Although I awoke this morning to several inches of fresh snow on the ground, spring can be seen peeking around the corner if you know where to look. It is a messy time of year. Our landscape is stuck between seasons with a puzzling mix… remnants from last month and previews of next month. Fading snow banks are creating an eerie worm hunting ground for the robins. Early morning birdsong can be heard while you scrape away the thick frost from your car windows.

Last night during a short cut through a playground, the path traversed a large sloppy pool of early spring gumbo. My 12 year old daughter proclaimed “whoa… that is some awesome mud”.


(friend or foe?)


It instantly struck me how different our perspectives can be. My reaction was to avoid it at all costs for fear that it would clog our shoe treads and track into the car and house. Hers was one of wonder and potential. Perhaps visions of culinary creations, mud pies and terra muffins. Hours of entertainment in the pure primeval goo. I was thrilled at witnessing her innocent guttural reaction. But it took me a several seconds to recognize it.

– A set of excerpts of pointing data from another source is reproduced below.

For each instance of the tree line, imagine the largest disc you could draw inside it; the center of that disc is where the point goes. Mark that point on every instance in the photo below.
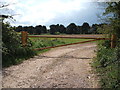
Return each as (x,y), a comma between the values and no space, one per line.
(72,28)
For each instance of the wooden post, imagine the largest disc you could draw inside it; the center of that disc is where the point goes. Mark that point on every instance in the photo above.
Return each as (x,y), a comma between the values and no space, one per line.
(24,38)
(113,41)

Last week while attending a meeting in Texas, the keynote speaker Tye Maner spoke of many intriguing things. One key insight was the lost art of listening. He used several analogies to make the point that listening to understand is different than listening just to hear. As a designers or individuals involved in creating solutions that improve people’s lives, this is a crucial point and a crucial difference.

My daughter’s reaction to the mud was not at all what I would have expected. Had I not been listening to understand, I would have missed the rapid romping through the possibilities on her imaginary journey and the simple joy she found in it. It is a simple thing and certainly not a major crime had I failed, but a beach cannot be formed with one grain of sand. Like our experiences in life, it takes thousands.

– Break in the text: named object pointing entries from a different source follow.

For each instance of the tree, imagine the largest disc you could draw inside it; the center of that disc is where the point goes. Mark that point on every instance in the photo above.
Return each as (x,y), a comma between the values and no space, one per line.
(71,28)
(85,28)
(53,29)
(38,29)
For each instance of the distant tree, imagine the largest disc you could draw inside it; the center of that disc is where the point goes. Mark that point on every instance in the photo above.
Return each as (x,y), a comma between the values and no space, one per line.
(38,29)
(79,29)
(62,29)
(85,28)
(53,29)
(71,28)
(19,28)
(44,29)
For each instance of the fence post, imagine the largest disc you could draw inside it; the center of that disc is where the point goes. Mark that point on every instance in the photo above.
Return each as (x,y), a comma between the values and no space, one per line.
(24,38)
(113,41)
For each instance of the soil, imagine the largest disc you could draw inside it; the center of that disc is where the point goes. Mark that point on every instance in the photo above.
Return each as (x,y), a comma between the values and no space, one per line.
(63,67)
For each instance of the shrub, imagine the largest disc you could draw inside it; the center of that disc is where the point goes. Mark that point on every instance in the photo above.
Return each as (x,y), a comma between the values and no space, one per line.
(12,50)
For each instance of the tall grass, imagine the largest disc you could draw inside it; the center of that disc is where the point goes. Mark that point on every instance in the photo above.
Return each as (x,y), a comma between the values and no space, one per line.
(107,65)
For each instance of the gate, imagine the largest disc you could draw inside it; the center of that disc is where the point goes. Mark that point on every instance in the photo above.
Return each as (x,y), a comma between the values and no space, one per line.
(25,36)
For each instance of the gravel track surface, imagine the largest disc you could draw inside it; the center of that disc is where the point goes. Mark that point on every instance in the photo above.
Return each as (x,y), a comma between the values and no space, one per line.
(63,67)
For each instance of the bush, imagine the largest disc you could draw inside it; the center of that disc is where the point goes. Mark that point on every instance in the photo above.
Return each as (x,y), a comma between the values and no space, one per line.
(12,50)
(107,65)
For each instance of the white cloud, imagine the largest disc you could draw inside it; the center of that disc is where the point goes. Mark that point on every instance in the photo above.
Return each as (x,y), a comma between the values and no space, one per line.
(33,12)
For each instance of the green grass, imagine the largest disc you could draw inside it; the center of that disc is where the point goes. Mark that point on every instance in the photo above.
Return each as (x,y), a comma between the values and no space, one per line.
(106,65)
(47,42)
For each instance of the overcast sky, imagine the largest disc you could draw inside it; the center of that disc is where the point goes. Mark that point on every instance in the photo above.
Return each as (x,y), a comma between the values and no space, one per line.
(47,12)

My opinion of the mud pit changed from one of avoidance to one of admiration… not that we stopped what we were doing and dove in, but my point is this. People react to things differently. Tye’s presentation came to mind. We need to always strive to understand through listening, through seeing and through pushing our own biases aside. In doing so we will be better designers, organizers, spouses, sand castle architects and perhaps mud chefs.

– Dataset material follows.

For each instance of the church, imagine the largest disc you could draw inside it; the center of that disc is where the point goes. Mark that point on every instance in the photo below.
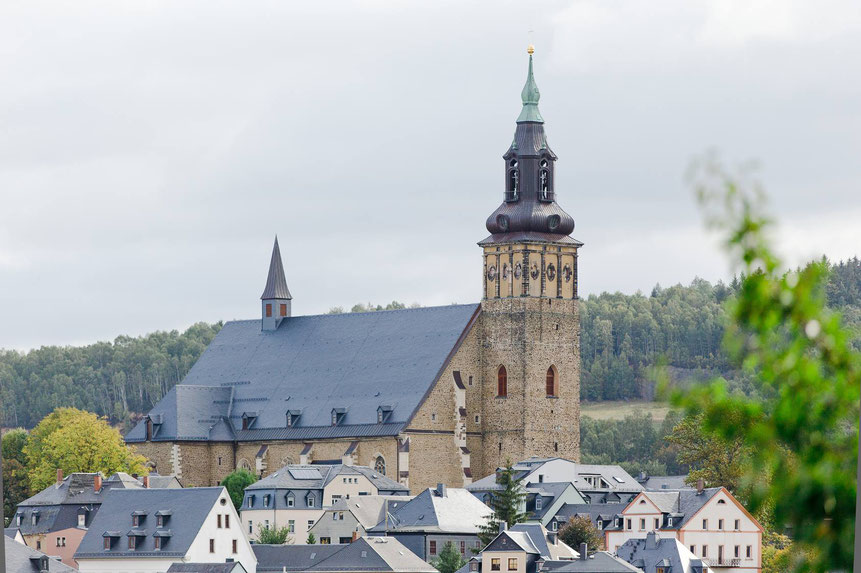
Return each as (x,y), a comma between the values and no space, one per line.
(424,395)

3 thoughts on “A voice in the dirt

  1. What a great article. Love your photo of the River Walk, it took me back to the time we visited San Antonio for the world fair. Beautiful area. Your anology about the mud was thought provoking. I could just picture it. We also got 7 inches of snow the end of March here at our place in Utah.

  2. A friend offered to slide my refrigerator to a different spot in my kitchen, with the promise that he would put it back again if I didn’t like it. The space opened up inspired me to some long needed de-cluttering. Now my kitchen area is pleasant to walk into, more room, more light. My kitchen window is more visible from the other part of the apartment.

    Moving the refrigerator required unscrewing and moving a set of shelves to another spot. I could not do these things by myself, so I made do. That’s part of what I meant by my first post.

    Another part of what I meant: At a thrift store I saw a brightly colored ceramic candlestick with a striped snake coiled around it. The snake has a goofy expression on his face. Instantly I realized I had been looking all my life for this exact snake. Go figure! The colorful silly object catalyzed my use of another space for interesting candles, a woven basket, a tiny alabaster jar, and a netsuke.

    This underlines the risk and challenge when building features in permanently.